Rudy Giuliani files for bankruptcy following $146 million defamation suit judgment

Former New York City mayor and Donald Trump attorney Rudy Giuliani filed for bankruptcy Thursday, according to a court filing. 

Giuliani filed for Chapter 11 bankruptcy less than a week after a jury ordered him to pay $146 million in damages to Fulton County election workers Ruby Freeman and Shaye Moss, who sued him for defamation. He estimates his liabilities are between about $100 million and $500 million. The damage award was originally set at $148 million, but the federal judge presiding over the case later reduced it to $145,969,000.

“This maneuver is unsurprising, and it will not succeed in discharging Mr. Giuliani’s debt to Ruby Freeman and Shaye Moss,” Michael Gottleib, a lawyer for the two women, said in a statement.

On Wednesday, Judge Beryl Howell of the U.S. District Court for the District of Columbia, ordered Giuliani to compensate the pair of election workers immediately, expressing concern that he may have been dishonest about his finances and that he might not comply with the judgment.

Giuliani had falsely claimed in the wake of the 2020 presidential election that the election workers engaged in a fake ballot processing scheme. His attorney recently signaled that his pockets weren’t deep enough to pay out what Moss and Freeman had been seeking as compensation. 

Giuliani political adviser Ted Goodman told CBS News that the bankruptcy filing “should be a surprise to no one.”

“No person could have reasonably believed that Mayor Rudy Giuliani would be able to pay such a high punitive amount,” he said in a statement. “Chapter 11 will afford Mayor Giuliani the opportunity and time to pursue an appeal, while providing transparency for his finances under the supervision of the bankruptcy court, to ensure all creditors are treated equally and fairly throughout the process. 

Can Giuliani discharge his defamation debt?

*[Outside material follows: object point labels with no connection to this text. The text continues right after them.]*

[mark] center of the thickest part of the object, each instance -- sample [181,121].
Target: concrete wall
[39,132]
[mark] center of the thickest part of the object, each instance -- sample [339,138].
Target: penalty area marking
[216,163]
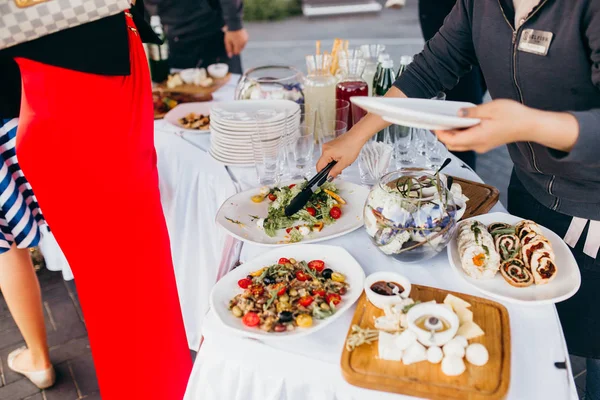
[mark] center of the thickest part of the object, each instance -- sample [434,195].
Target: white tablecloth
[229,367]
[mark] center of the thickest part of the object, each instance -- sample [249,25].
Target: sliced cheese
[456,302]
[464,315]
[470,330]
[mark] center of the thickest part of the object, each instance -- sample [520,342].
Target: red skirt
[85,143]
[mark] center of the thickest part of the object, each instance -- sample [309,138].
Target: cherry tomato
[251,319]
[316,265]
[244,283]
[304,320]
[305,301]
[334,298]
[301,276]
[257,290]
[335,212]
[282,288]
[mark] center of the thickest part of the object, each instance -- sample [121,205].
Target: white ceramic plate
[335,258]
[564,286]
[418,113]
[181,110]
[240,207]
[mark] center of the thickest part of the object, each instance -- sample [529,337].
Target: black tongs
[303,197]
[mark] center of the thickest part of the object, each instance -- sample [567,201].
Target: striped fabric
[20,217]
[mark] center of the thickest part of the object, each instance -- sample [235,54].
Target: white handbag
[25,20]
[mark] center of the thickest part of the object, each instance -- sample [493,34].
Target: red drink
[346,89]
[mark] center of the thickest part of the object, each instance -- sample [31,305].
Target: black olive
[268,280]
[286,316]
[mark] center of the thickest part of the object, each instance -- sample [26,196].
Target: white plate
[240,207]
[181,110]
[565,285]
[418,113]
[335,258]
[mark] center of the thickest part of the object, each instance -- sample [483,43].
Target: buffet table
[232,367]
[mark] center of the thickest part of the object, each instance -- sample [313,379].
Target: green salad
[323,209]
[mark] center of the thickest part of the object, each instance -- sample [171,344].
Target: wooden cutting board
[363,368]
[481,197]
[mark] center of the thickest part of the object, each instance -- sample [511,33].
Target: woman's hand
[343,149]
[508,121]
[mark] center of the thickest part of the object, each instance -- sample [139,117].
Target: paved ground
[284,42]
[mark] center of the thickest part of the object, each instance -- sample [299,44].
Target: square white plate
[335,258]
[565,285]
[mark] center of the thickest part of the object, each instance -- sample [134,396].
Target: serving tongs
[303,197]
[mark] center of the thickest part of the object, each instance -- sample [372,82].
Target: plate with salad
[257,215]
[288,292]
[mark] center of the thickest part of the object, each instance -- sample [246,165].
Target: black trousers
[471,87]
[580,315]
[190,51]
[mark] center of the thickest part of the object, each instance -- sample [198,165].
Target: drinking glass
[300,148]
[404,147]
[436,155]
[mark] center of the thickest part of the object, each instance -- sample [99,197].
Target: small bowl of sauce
[386,288]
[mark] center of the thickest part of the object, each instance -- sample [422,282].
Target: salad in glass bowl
[323,208]
[411,215]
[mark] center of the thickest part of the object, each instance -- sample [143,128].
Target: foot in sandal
[40,373]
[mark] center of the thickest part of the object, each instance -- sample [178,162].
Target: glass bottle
[383,84]
[319,89]
[158,54]
[382,57]
[352,84]
[404,62]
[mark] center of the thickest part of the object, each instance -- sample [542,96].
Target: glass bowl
[272,82]
[410,215]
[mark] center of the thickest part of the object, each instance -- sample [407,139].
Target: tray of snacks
[288,292]
[427,342]
[514,260]
[257,215]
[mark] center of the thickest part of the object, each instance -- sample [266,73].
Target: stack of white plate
[233,123]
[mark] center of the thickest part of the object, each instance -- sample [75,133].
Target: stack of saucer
[233,124]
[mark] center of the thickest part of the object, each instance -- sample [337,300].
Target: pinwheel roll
[543,268]
[508,246]
[516,273]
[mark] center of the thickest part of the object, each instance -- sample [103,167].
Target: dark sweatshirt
[481,32]
[197,18]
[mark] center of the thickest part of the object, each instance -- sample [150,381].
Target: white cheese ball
[406,339]
[453,366]
[454,348]
[477,354]
[434,354]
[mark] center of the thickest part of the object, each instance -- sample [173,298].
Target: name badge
[535,42]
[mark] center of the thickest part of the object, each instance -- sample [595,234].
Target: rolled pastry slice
[537,247]
[508,246]
[543,268]
[516,273]
[526,226]
[494,226]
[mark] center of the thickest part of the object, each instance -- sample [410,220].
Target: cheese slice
[388,350]
[456,302]
[464,315]
[470,330]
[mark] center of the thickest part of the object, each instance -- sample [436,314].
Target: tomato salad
[289,294]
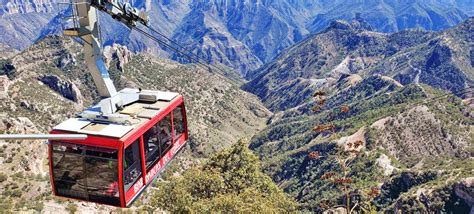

Bankruptcy lets debtors wipe the financial board clean by erasing debt. Yet not all financial obligations can be discharged in bankruptcy — debts such as child support, alimony and some taxes must still be repaid.

Among the debts that people can’t walk from despite filing bankruptcy are those arising from “willful and malicious injury by the debtor to another entity,” according to the U.S. courts.

A similar situation arose with conspiracy theorist Alex Jones, who filed for bankruptcy last year after being ordered to pay nearly $1.5 billion to the Sandy Hook families after calling the 2012 Newtown school shooting a hoax. A judge barred Jones was from discharging the debt in bankruptcy because of the “willful and malicious” clause. 

Moss and Freeman’s attorney, Michael Gottlieb, predicted that Giuliani would be unsuccessful in erasing his debt to his clients.

“This maneuver is unsurprising, and it will not succeed in discharging Mr. Giuliani’s debt to Ruby Freeman and Shaye Moss,” Gottlieb said.

Giuliani net worth

At one time Giuliani’s net worth was estimated to be in excess of $50 million, but his wealth has plunged. In the bankruptcy filing, he estimates his assets at $1 million to $10 million. Giuliani owes the IRS about $724,000 in income tax for 2022 and 2021 and is on the hook for an additional $265,000 in income tax to New York state, according to legal documents. 

Giuliani also lists “unknown” debts to Dominion Voting Systems, which sued him in 2021 over allegations he falsely stated that the voting technology company was involved in rigging the 2020 presidential election, and to Smartmatic USA, another voting systems company that also filed suit against him in a similar case accusing him of defamation. 

The bankruptcy filing also shows that Giuliani owes an unspecified amount to Hunter Biden, President Biden’s son. Hunter Biden in September filed suit against Giuliani and another lawyer, accusing them of having improperly accessed and shared his personal information after obtaining it from the owner of a Delaware computer repair shop, according to the Associated Press.

To generate cash, he’s sold 9/11 shirts for $911 and pitched sandals sold by Donald Trump ally Mike Lindell. He also started selling video messages on Cameo for $325 a pop, although his page on the site says Giuliani is no longer available.

The financial damages sought by Freeman and Moss would be the “civil equivalent of the death penalty,” Giuliani’s attorney Joe Sibley, told the jury last week ahead of the ruling ordering him to pay millions in damages.

Editor’s note: This story and headline have been updated to clarify that the judge reduced the amount due to $146 million.